As BI professionals we spend a lot of time making information visible through reports. One of the main technologies behind those reports is Structured Query Language (SQL).
SQL is an industry standard that has come a long way since its beginnings in the 1980’s. I’ve recently had the opportunity to show some of these “new” features to seasoned developers who were unfamiliar with SQL’s recent advances.
SQL-99 added GROUPING SETS, ROLLUP, and CUBE as options for SELECT statements. These options allow SQL statements to create subtotals. Here is a quick example:
A SQL query has always been able to calculate one level of totals using aggregate functions and a GROUP BY.

select table_name, data_type, count(*) cnt
from INFORMATION_SCHEMA.COLUMNS
group by table_name, data_type
order by table_name, data_type

The basic extension is to allow multiple groupings. A GROUPING SET is a series of collections of columns, each of which is a valid group by clause.
The result set a grouping set creates resembles the result set that the least aggregated grouping creates. Most of the rows in this example are
the same as the rows from the previous query as they both GROUP BY table_name and data_type.
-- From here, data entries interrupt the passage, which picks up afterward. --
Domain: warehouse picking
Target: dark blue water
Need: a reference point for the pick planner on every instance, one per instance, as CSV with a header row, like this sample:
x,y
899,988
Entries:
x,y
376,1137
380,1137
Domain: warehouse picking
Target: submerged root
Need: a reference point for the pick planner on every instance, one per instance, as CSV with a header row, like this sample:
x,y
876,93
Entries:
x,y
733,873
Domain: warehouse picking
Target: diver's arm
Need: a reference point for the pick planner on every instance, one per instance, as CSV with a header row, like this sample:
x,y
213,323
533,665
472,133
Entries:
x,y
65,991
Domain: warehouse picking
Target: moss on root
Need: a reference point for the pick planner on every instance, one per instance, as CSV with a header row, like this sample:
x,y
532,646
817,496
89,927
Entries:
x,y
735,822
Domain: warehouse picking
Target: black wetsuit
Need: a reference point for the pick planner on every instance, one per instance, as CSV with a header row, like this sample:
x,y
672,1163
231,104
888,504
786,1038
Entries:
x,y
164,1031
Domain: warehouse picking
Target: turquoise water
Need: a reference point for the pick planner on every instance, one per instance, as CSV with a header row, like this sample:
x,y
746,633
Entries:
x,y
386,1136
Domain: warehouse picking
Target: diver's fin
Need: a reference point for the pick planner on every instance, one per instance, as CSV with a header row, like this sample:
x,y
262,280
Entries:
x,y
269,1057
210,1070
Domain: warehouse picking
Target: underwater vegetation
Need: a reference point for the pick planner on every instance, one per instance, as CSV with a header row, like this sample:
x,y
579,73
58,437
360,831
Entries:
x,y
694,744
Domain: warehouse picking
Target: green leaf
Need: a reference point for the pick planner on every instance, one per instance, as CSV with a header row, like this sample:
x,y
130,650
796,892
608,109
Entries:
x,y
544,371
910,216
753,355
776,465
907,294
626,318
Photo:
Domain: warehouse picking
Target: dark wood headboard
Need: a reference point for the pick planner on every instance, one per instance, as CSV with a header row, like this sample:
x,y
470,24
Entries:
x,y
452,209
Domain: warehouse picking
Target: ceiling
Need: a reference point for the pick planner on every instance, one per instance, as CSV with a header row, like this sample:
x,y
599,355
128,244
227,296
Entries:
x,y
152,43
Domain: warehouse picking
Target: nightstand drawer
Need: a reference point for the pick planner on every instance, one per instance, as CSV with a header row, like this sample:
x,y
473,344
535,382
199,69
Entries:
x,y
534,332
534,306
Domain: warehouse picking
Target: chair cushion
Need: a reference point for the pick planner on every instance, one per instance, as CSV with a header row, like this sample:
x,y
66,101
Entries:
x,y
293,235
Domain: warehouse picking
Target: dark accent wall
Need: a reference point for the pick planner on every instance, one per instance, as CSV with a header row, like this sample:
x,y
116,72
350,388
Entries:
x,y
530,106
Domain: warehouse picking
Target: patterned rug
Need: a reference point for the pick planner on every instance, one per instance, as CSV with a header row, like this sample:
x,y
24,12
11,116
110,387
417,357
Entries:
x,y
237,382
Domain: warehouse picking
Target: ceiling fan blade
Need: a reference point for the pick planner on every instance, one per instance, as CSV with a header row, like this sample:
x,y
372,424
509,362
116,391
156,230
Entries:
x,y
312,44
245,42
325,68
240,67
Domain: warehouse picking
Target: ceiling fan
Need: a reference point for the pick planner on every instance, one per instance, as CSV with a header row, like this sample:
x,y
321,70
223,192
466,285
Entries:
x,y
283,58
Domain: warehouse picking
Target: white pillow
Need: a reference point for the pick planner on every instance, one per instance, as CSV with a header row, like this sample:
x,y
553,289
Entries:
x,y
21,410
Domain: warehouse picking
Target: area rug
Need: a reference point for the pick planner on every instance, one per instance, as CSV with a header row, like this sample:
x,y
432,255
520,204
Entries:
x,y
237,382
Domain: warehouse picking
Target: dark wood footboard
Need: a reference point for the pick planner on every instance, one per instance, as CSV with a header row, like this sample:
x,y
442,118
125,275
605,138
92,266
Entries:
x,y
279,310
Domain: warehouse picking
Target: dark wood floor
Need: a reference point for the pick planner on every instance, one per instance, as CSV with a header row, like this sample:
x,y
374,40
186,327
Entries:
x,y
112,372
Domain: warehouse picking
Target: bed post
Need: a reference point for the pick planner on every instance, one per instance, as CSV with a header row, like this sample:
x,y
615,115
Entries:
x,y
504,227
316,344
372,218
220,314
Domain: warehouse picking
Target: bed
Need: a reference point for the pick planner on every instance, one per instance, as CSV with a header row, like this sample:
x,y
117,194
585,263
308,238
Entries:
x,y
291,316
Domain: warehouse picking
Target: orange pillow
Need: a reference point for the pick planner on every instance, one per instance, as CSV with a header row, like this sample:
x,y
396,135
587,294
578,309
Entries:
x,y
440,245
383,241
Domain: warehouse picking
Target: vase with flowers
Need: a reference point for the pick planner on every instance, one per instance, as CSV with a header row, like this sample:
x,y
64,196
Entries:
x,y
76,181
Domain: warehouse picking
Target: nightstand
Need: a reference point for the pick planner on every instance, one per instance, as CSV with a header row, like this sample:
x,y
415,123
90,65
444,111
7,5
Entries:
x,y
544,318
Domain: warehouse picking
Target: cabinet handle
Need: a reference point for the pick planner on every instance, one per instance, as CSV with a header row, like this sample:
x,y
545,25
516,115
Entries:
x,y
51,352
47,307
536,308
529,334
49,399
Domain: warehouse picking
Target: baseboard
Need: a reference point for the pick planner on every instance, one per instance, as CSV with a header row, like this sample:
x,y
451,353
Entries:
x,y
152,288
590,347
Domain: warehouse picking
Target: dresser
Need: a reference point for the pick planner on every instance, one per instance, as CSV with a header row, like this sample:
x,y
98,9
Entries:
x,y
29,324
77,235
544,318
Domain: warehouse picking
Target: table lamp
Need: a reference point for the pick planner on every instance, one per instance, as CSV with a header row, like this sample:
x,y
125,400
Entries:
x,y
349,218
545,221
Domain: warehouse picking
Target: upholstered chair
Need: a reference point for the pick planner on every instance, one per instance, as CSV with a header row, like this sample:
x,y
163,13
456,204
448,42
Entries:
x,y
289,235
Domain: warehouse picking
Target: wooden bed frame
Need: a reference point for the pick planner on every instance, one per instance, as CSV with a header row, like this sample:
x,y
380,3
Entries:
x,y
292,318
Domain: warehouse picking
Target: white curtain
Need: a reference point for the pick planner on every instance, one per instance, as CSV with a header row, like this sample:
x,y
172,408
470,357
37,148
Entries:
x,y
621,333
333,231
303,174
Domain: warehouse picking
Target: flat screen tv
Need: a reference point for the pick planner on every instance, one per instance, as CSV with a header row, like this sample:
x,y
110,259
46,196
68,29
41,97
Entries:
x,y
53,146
select table_name, data_type, count(*) cnt
from INFORMATION_SCHEMA.COLUMNS
group by grouping sets ((table_name),(data_type),(table_name, data_type))
order by table_name desc, data_type desc

The difference is that in addition to the rows from the previous query we also have total rows by table_name and total rows by data_type.
This GROUPING SET QUERY returns the same result as the following query:

select table_name, data_type, count(*) cnt
from INFORMATION_SCHEMA.COLUMNS
group by table_name, data_type
union all
select null, data_type, count(*)
from INFORMATION_SCHEMA.COLUMNS
group by data_type
union all
select table_name, null, count(*)
from INFORMATION_SCHEMA.COLUMNS
group by table_name

A key sign that you need a GROUPING SET is a query that UNIONS the same sources for different aggregations. The UNION ALL query, of course, incurs the cost of reading the table three times. In more complex examples with many joins there are significant performance gains that can be made by switching from a UNION of different groupings to a GROUPING SET. Also code maintenance is simplified and the equivalence of the different groupings is guaranteed.
The ROLLUP and CUBE are shorthands for different grouping sets.

select table_name, data_type, count(*) cnt
from INFORMATION_SCHEMA.COLUMNS
group by rollup (table_name, data_type)
order by table_name desc, data_type desc

This ROLLUP is equivalent to a GROUPING SET with the same columns as the ROLLUP, and a series of GROUPING SETS each without the last column of the previous set.

select table_name, data_type, count(*) cnt
from INFORMATION_SCHEMA.COLUMNS
group by grouping sets ((table_name, data_type),(table_name),())
order by table_name desc, data_type desc

Note the empty set “()”, which gives a single grand total for the entire result set.
CUBE is the aggregate of all of the GROUPING SETS that can be created with the columns:

select table_name, data_type, count(*) cnt
from INFORMATION_SCHEMA.COLUMNS
group by cube (table_name, data_type)
order by table_name desc, data_type desc

is the same as:

select table_name, data_type, count(*) cnt
from INFORMATION_SCHEMA.COLUMNS
group by grouping sets ((),(table_name),(data_type),(table_name, data_type))
order by table_name desc, data_type desc

GROUPING SETS are supported by the major databases:

  • Oracle since 8i
  • Microsoft SQL Server since 2008
  • DB2 since version 9
  • PostgreSQL since 8.1

Note that MySQL does not support GROUPING SETS.